Воспоминания о Белинском
Шрифт:
– Кудрявцев наделен самым тонким чутьем для изящного, – говаривал Белинский, – и если ему что-нибудь нравится, так это действительно должна быть хорошая вещь…
Обстоятельства Белинского в эту минуту были очень плохи. Дела издателя «Наблюдателя» Степанова шли худо, он платил Белинскому за его труды самые ничтожные деньги, да и то в неопределенные сроки. Мелочные долги очень тревожили его. После переезда на новую квартиру у него всего оставалось 30 рублей ассигнациями. Усиленная борьба с тяжелыми обстоятельствами утомляла его, надежда на продолжение «Наблюдателя», за который он принялся с таким жаром, исчезала.
В эту минуту вся журнальная деятельность сосредоточилась в Петербурге, где возник еще новый толстый журнал.
– Я охотно переехал бы в Петербург, – говорил он, повторяя то, что уже писал ко мне: – и взял бы на себя весь критический отдел журнала, если бы мог получать 3000 ассигнациями. Неужели же я не стою этой платы? А здесь я решительно не могу оставаться, мне просто здесь грозит голодная смерть…

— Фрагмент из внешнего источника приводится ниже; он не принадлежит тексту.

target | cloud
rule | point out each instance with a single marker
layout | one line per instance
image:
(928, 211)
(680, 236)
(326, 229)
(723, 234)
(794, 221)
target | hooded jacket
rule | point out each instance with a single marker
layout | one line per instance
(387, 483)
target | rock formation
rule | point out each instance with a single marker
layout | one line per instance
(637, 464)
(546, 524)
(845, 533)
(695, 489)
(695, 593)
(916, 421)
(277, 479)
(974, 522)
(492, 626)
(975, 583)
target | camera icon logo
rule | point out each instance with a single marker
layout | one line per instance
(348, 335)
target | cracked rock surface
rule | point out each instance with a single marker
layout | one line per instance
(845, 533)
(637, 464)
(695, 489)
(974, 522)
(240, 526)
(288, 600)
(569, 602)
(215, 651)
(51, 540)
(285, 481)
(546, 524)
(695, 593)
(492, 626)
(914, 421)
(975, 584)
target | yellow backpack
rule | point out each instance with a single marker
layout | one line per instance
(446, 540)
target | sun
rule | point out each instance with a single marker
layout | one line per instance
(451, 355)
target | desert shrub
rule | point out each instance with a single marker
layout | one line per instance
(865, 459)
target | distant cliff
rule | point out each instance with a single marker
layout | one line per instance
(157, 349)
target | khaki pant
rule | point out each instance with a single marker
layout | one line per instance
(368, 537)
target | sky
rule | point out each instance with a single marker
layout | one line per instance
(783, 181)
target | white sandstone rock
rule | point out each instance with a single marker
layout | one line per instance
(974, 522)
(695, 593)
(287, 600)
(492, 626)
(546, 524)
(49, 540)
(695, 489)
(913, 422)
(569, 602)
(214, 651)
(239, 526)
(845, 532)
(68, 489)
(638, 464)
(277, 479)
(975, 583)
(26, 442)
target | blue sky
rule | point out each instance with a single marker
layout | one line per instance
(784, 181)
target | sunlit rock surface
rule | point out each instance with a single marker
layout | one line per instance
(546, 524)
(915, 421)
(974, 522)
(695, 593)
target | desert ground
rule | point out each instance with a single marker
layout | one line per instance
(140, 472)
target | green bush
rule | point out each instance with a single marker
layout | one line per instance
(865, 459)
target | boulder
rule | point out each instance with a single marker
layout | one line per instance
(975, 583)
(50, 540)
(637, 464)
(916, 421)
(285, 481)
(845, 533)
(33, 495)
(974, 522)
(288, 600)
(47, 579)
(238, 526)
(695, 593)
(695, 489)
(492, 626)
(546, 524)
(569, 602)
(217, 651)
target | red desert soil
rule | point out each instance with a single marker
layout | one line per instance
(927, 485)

Бескорыстнее и честнее Белинского я не встречал ни одного человека в литературе в последние двадцать лет. Когда речь заходила о плате за труд, он приходил в крайнее смущение, весь вспыхивал и сейчас же соглашался на всякие предложения, самые невыгодные для себя.
– Как же вам не стыдно было соглашаться на такие условия? – с упреком говорили ему его приятели.
– Что делать? – возражал он с улыбкою: – подлая трусость одолевает, когда речь коснется до денег. Я всегда иду с решительностию, молодцом, определю себе цифру и думаю: нет, уж менее этого я ни за что не возьму, а как дойдет до дела, так и сробею. Такая уж гадкая натуришка!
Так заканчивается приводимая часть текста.